A two-year court battle between the city of Burbank and a Western-themed bar that refused to shutter during the COVID-19 pandemic is now over after a judge dismissed all of the remaining claims from both sides earlier this month.
Los Angeles Superior Court Judge Armen Tamzarian’s Nov. 7 ruling ended the long running legal dispute pitting Burbank and Los Angeles County health officials against Baret Lepejian, the former operator of Tinhorn Flats Saloon & Grill, his company, Barfly Inc., and his two children.
The dispute stems from Lepejian’s refusal to shut down Tinhorn Flats in December 2020 as the coronavirus pandemic spread through the greater Los Angeles region: Lepejian and his son, Lucas, continued to serve diners while ignoring dozens of visits and citations by the county between the end of 2020 and early 2021. After the county padlocked the front doors to the restaurant, Lucas Lepejian cut his way back in with a hacksaw.

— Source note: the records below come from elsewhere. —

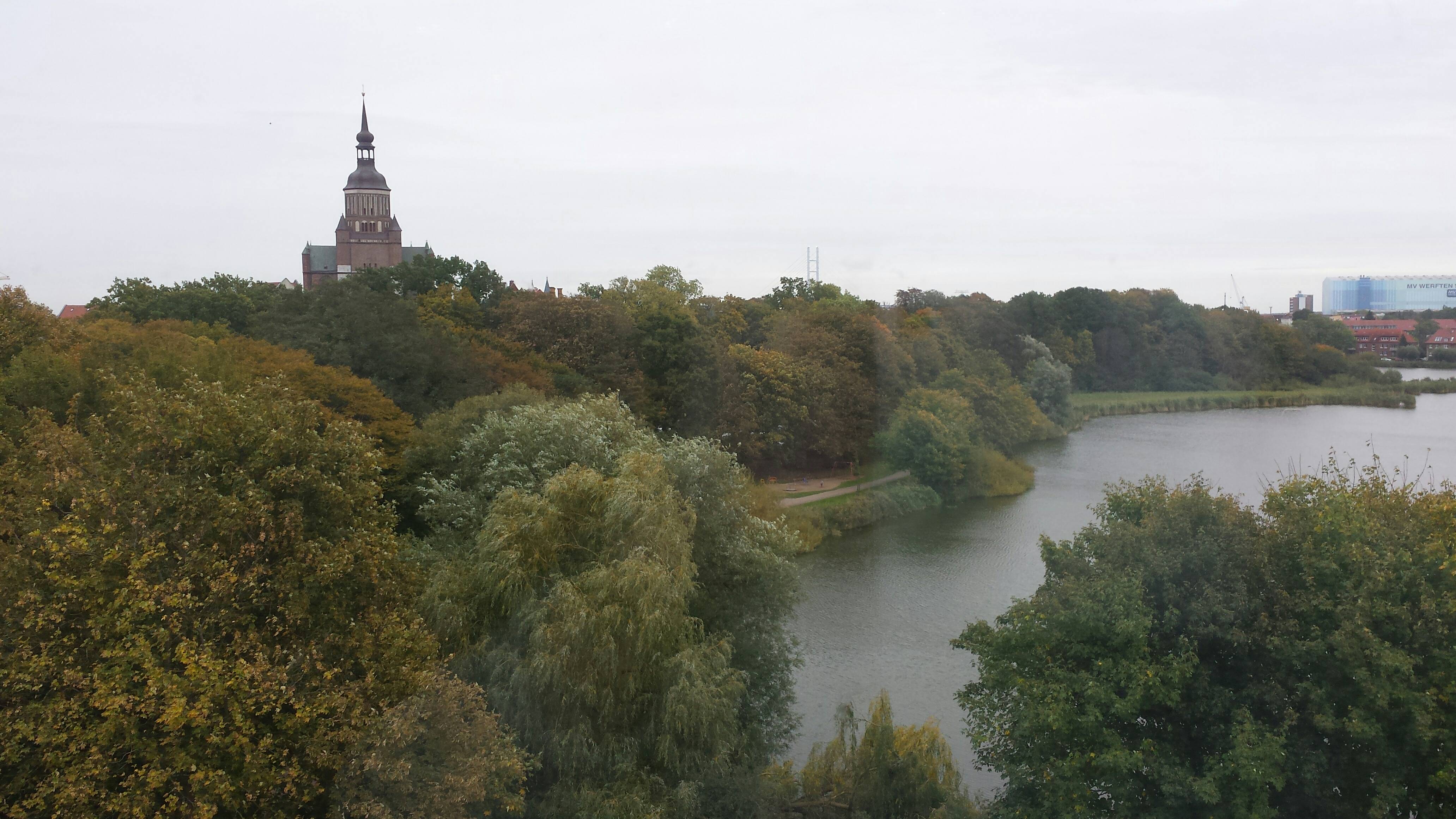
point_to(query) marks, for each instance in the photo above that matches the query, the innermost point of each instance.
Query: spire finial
(366, 139)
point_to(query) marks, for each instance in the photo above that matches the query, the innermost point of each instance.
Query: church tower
(368, 234)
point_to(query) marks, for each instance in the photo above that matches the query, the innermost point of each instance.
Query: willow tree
(1190, 656)
(621, 602)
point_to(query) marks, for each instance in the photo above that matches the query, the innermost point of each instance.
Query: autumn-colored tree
(201, 604)
(439, 756)
(880, 770)
(54, 375)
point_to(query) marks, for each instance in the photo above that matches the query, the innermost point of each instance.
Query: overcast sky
(961, 146)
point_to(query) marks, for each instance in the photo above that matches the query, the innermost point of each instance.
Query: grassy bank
(1098, 404)
(838, 515)
(1435, 387)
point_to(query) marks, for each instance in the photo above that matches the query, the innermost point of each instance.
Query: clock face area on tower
(368, 234)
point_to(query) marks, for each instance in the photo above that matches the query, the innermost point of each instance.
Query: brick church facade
(369, 234)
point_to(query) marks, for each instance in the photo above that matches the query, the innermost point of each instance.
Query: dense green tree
(201, 605)
(218, 299)
(1049, 382)
(672, 347)
(1315, 328)
(381, 337)
(934, 436)
(595, 339)
(560, 525)
(429, 272)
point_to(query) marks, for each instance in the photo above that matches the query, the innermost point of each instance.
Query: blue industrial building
(1388, 293)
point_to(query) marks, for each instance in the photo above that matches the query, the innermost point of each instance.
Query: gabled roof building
(369, 234)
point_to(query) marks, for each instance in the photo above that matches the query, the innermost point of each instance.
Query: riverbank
(1100, 404)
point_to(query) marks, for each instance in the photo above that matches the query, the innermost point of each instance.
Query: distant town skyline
(951, 146)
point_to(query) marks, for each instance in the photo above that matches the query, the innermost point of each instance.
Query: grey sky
(961, 146)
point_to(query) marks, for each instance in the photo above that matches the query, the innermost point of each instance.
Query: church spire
(366, 139)
(366, 175)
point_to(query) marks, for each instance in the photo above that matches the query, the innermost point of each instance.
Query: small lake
(880, 607)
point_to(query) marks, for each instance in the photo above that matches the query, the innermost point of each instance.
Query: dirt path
(845, 490)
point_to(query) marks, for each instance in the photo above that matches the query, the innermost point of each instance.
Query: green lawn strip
(1098, 404)
(871, 471)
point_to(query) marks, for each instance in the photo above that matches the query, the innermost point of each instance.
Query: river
(880, 607)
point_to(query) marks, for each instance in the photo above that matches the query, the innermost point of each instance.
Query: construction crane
(1237, 295)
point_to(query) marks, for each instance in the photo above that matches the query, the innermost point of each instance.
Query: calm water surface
(880, 607)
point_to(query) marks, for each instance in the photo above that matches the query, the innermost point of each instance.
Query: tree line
(417, 544)
(210, 607)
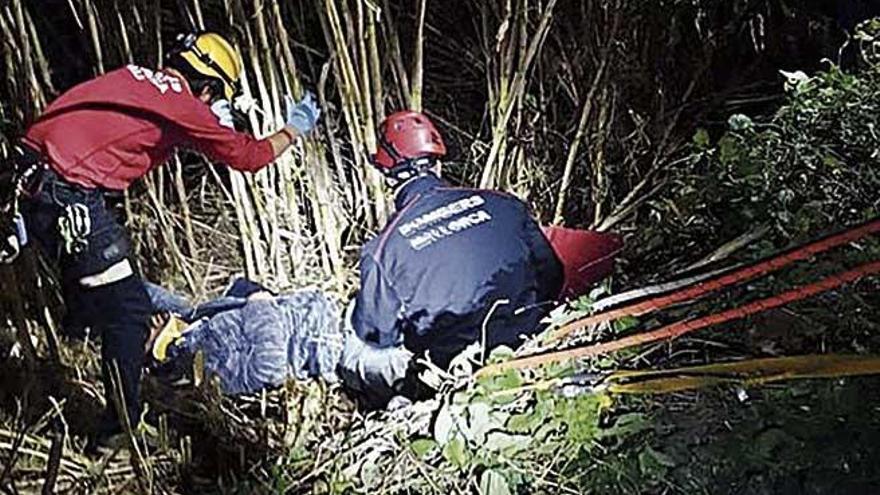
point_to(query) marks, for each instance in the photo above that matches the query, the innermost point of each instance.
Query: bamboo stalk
(416, 99)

The matter was seemingly settled when Lepejian’s ex-wife, who owned the property, evicted him and Barfly from the location. That ended the city’s attempts to shutter the restaurant, but the legal conflict continued to play out in court until this month.
According to court records, Burbank sought to have Tinhorn Flats Saloon & Grill’s health permit revoked. The city also wanted the court to ban Baret Lepejian and Barfly from operating the location on Magnolia Boulevard ever again.
Tamzarian threw out those claims, pointing to the eviction as well as Lepejian’s statements that he no longer is seeking to run any restaurants.
“The restaurant closed two years ago,” Tamzarian wrote. “There is no longer any need to enjoin defendants from operating it.”
In a countersuit, the Lepejians accused Burbank officials of retaliating against them and violating their First Amendment rights out of animus for their continued refusal to close during COVID-19 shutdown orders in 2020 and 2021.
Tamzarian said the Lepejians produced no evidence that the city bore ill will against them. He said Burbank, on the other hand, showed ample evidence that city officials were following the county’s lawful orders.
The judge said the Lepejians’ claims that the county’s COVID-19 lockdowns were “unconstitutional” were presented without evidence. And he cited a 2021 2nd District Court of Appeal ruling siding with L.A. County’s outdoor dining bans during the pandemic.
“It is undisputed that (the operators of Tinhorn Flats) repeatedly violated the laws (Burbank and L.A. County) enforced against them,” Tamzarian wrote. “(The bar operators) only argue that the public health orders they violated were unconstitutional. The Court of Appeal decided otherwise.”
It was not clear what options, if any, either side had to appeal the ruling.